Cahier critique 27/01/2017

"Journal animé" de Donato Sansone

En lice pour les César 2017.

Après l’attentat contre Charlie hebdo, Canal+ a lancé la collection « Dessine toujours » afin que par le dessin, par le cinéma via les ondes cryptées de la chaîne, se perpétue « l’esprit Charlie ». On ne pouvait trouver meilleure idée que faire appel à l’un des vidéastes les plus talentueux de notre époque, l’Italien Donato Sansone. Ses expérimentations vidéo notamment Videogioco, l’œuvre virale qui l’a rendu célèbre sur internet, donnent un bon aperçu de cet artiste génial : des traits noircis au crayon et un penchant régressif et sympathique, constant voire obsessionnel pour La Chose, qui évoquent immédiatement le cinéma de Bill Plympton, une pratique mêlée et spontanée de la vidéo et de l’animation, entre performance, street art et home movie, qui le rapproche de l’artiste Blu et enfin, picturalement, des mises en abyme ou en relief de la matière, qui suscitent une déconstruction des visages et des corps à la manière de Picasso, période cubiste, ou des flous alcoolémiques de Francis Bacon.

Confier à cet artisan au style incisif et renversant le soin de signer l’un des films de l’après-Janvier 2015 ne pouvait que mettre l’eau à la bouche. Hasard du calendrier : Journal animé a été fabriqué en deux mois, entre le 15 septembre et le 15 novembre 2015. D’un attentat à un autre. Pas le même certes. Mais un même sentiment : celui de l’horreur entrée par la petite porte de notre quotidien. Et c’est cette porte que le vidéaste Donato Sansone détourne dans Journal animé en se servant des pages de Libération comme support d’expression et des cadres où gisent ses images comme l’encrier matrice de ses élucubrations ludiques, lubriques et politiques. Ici deux traits font apparaître une moustache d’Hitler, là une femme se déshabille. L’artiste se livre à un jeu d’enfant que l’on a tous un jour ou l’autre pratiqué : il gribouille (avec un immense talent) l’actualité sur un quotidien que l’on dit sur son lit de mort.

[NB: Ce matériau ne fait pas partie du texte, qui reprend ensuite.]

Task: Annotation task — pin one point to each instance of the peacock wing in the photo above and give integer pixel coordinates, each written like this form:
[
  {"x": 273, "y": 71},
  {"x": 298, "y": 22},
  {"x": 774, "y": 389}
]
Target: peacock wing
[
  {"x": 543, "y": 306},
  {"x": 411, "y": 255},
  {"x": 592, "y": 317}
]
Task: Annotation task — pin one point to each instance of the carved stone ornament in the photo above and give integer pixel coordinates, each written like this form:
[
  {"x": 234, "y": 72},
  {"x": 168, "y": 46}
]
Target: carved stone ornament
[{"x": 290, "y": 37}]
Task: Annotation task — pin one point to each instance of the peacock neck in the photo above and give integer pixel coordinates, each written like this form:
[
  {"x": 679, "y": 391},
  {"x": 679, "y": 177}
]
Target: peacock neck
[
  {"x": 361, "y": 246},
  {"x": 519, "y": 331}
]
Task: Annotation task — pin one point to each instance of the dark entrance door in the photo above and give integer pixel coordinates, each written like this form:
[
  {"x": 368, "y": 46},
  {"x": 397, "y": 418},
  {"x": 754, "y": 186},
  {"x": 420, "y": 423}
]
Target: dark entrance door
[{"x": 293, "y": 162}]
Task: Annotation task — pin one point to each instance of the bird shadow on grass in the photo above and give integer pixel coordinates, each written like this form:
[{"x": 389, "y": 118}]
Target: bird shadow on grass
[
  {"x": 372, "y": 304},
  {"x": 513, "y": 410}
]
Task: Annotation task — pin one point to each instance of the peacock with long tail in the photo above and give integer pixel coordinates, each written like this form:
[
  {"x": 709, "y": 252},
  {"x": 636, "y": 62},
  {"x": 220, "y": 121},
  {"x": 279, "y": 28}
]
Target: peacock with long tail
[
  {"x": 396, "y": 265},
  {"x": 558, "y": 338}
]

Une morbidité fondue dans une sexualité malade embrase les pages de ce film. Sansone charge les images d’une dimension trash aux contours burlesques. Son geste artistique s’apparente à celui d’un illusionniste qui ne cesse de faire naître ou de dissimuler des images, des visages pour construire un sens nouveau.

Entre disparition et apparition, un détour par le site Viméo de l’auteur s’impose. On y découvre une séquence de ce film, mais celle-ci a été retranchée, car jugée politiquement incorrecte : elle associait le pape à la pédophilie. Censuré par l’auteur (ou par d’autres, on ne sait*), ce Journal animé ne peut alors s’envisager que comme un film sur l’image volée-voilée, la séquence absente. Un film libre auquel on aurait taillé les ailes. Voilà une « drôle » de carte de vœux de l’après-Charlie. Drôle entre guillemets. Après Charlie, on « dessine toujours », mais pas tout. Ce n’est plus possible. Alors oui, Journal animé est un film comique, comique au sens où il procède de ce que Chris Marker nommait « la politesse du désespoir » et réserve en lui une dimension cachée, un humour noir conscient de la perte, de la tragédie du présent.

Donald James

Le producteur du film nous apprend que la scène “censurée” sur le pape et la pédophilie a été réalisée après la fin du film par son auteur facétieux ! 

Réalisation, scénario, animation et compositing : Donato Sansone. Montage : Donato Sansone et Nicolas Schmerkin. Musique et son : Enrico Ascoli. Effets spéciaux : Manuel Rais, Damien Climent et Clément Ducarteron. Production : Autour de Minuit Productions et Canal+.